Based on 4MFY20 figures, monthly residential property loan applications and loan approvals were down YoY by -23.7% and -30.6%, respectively (due to MCO). The recent government initiatives should spur demand but we caution that buyers may still opt to wait out on property purchases with Covid-19 taking a toll on the broader economy. Most developers under our coverage have yet to officially revise the previously set sales target but have notified the likelihood of a revision. We also expect planned launches to likely be pushed back. We maintain our NEUTRAL stance on the sector, due to the overall economic impact of Covid-19 despite some efforts by the government to uplift demand. Our top picks remain with Sunway (TP: RM1.95) and Matrix (TP: RM2.06).
Statistics. The number of overhang residential units as of 1Q20 (latest data available) stands at 29,698 units, which shows a 191.7% increase from 10,181 units back in 2014 but a mild decrease of -9.8% from the peak of 32,936 units in 1Q19. The slight improvement seen recently can be attributed fewer completions coupled with increased transaction volumes. Nonetheless, over 60% of these transactions are for houses priced below RM300k, which generally do not provide sustainable margins for developers. Based on 4MFY20 figures, monthly residential property loan applications and loan approvals were down YoY by -23.7% and -30.6%, respectively, given the impact of the MCO restrictions from mid-March. NPL for residential/non-residential property loans remains steady at 1.19%/1.41% albeit the residential loans inching up slightly from 1.10% YoY.
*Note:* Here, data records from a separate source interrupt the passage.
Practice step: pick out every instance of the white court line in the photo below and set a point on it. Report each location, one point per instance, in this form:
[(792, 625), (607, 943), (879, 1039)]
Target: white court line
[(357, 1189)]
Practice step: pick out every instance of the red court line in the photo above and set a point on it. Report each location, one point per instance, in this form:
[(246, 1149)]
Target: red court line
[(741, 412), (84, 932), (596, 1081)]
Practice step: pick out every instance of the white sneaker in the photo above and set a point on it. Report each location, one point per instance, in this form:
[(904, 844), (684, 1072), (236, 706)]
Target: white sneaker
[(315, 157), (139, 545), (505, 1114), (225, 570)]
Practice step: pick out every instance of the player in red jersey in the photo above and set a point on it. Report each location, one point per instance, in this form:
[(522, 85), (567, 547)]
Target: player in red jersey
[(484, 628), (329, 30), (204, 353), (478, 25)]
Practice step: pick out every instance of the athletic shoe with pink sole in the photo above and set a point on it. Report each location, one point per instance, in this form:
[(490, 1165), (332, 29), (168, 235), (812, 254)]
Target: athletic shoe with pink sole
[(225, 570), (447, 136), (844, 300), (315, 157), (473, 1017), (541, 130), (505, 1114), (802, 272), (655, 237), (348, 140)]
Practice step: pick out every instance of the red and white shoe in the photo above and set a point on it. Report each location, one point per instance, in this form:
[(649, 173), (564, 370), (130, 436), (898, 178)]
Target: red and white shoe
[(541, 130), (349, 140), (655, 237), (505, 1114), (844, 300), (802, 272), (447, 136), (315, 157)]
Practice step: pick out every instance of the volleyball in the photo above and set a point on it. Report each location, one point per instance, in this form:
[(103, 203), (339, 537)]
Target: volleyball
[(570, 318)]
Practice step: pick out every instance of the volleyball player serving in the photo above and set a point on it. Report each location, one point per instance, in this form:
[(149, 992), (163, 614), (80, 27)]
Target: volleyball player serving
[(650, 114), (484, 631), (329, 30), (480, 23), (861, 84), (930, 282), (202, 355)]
Government initiatives to support demand. The recent Short-Term Economic Recovery Plan introduced three key initiatives to support the property market which comprises of: i) Reintroduction of HOC to mid-2021; ii) RPGT exemption for disposal of residential homes from June 2020 to Dec 2021 for up to 3 residential homes per individual; and iii) 70% margin of financing limit for third housing loan onwards for properties valued RM600k and above, will be uplifted during the HOC. While these measures should spur demand, we caution that buyers may still opt to wait out on property purchases with Covid-19 taking a toll on the broader economy (our economics team is looking at -5% GDP for 2020).
2020 sales and launch targets. Most developers under our coverage have yet to officially revise the previously set sales target (with the exception of SP Setia lowering sales target to RM3.8bn from RM4.55bn) but have notified the likelihood of a revision in the near-term. With regards to launches, we expect a pushback on the previously planned launches given the stall in operations during the MCO period. Despite the ease of restrictions during the RMCO, we still expect a window period before launches would take place in order to achieve a better take-up; e.g. IOIPG which carried out its launches in China c.2 months after the lifting of lockdown.
Forecast. Unchanged.
We maintain our NEUTRAL stance on the sector, due to the overall economic impact of Covid-19 despite some efforts by the government to uplift demand. However, the trough valuations (coverage universe P/B at 0.5x or more than -2SD below 5-year mean) should lend some support on the downside. For our top picks, we continue to like Sunway (BUY, TP: RM1.95) as an underappreciated property-construction conglomerate with mature investment properties, growing trading and quarry division and potential monetisation of healthcare business. We also like Matrix (BUY, TP: RM2.06) as it rides on the affordable housing theme within its successful townships with cheap land cost and sustained property sales coupled with future potential job flows from its Indonesian venture. Its dividend yield of over 6% remains one of the highest in the sector.